12 games played this season in which the pit bull played 20MPG or more, and his statline reads *10.2PPG, 8RPG, 1.3SPG & 1BPG* in said 12 games.

Free Balkman from here on out.


----------



## Sliccat (Oct 16, 2004)

I don't get it. Balkman seems like the prototypical "coach loves to overplay me" guy.


----------



## southeasy (Jun 11, 2003)

you would think so. he certainly earns the time with the effort he shows on the court.

he is now suffering from a left groin strain but still played tonight in Denvers win over Memphis.
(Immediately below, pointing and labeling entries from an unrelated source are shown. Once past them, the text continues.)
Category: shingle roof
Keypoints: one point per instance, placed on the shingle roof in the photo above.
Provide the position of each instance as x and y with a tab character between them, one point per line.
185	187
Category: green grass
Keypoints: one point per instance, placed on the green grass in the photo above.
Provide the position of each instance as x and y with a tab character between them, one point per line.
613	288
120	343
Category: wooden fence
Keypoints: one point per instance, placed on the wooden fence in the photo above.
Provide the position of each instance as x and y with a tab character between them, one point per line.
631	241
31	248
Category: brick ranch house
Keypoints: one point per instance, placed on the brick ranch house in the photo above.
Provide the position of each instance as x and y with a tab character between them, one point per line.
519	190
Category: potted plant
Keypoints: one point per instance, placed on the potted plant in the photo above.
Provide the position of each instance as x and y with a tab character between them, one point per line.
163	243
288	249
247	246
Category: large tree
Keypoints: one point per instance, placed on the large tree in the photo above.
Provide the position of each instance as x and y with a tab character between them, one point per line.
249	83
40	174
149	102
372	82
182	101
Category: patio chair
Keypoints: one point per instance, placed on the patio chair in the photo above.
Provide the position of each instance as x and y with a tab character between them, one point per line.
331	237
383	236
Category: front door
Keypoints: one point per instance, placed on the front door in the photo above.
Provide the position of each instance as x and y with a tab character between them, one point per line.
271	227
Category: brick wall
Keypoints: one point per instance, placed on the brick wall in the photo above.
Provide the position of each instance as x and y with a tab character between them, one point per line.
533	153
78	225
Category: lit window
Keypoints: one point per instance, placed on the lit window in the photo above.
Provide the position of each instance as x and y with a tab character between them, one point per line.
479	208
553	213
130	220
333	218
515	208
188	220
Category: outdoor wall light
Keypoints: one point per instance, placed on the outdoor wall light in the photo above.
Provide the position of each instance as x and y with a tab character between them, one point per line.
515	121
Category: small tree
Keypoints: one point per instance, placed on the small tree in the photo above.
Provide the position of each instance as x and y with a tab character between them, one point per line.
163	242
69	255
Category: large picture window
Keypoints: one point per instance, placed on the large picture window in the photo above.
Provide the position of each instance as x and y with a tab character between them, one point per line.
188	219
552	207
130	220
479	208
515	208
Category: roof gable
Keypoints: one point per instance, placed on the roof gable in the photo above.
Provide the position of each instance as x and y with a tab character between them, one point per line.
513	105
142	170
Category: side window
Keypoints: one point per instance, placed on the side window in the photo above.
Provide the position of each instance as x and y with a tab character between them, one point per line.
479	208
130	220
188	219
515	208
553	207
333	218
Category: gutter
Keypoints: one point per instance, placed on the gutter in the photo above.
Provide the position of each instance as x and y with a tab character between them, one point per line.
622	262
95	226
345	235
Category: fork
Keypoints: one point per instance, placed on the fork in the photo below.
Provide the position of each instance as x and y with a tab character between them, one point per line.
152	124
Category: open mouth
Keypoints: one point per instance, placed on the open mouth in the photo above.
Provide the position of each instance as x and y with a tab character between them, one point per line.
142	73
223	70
collecting 12 rebounds (6 offensive), w/ 4pts, 2 steals & 1 block all while playing on basically one leg.


----------



## HKF (Dec 10, 2002)

Balkman is the best hustle player in the NBA. Period. He plays harder than anyone I have ever seen.


----------



## c_dog (Sep 15, 2002)

i don't know.. i would say birdman's also a pretty good hustle player himself.. denver easily has the most energetic and productive per minute backup bigmen in the league.


----------



## jericho (Jul 12, 2002)

Which is frankly a much better situation than I feared they'd have. I was one of many doubters who assumed (when they traded Camby for used postage stamp) that the Nuggets would be hazardously thin in the frontcourt. No scoring punch, but you don't usually get that from reserve bigs anyway.


----------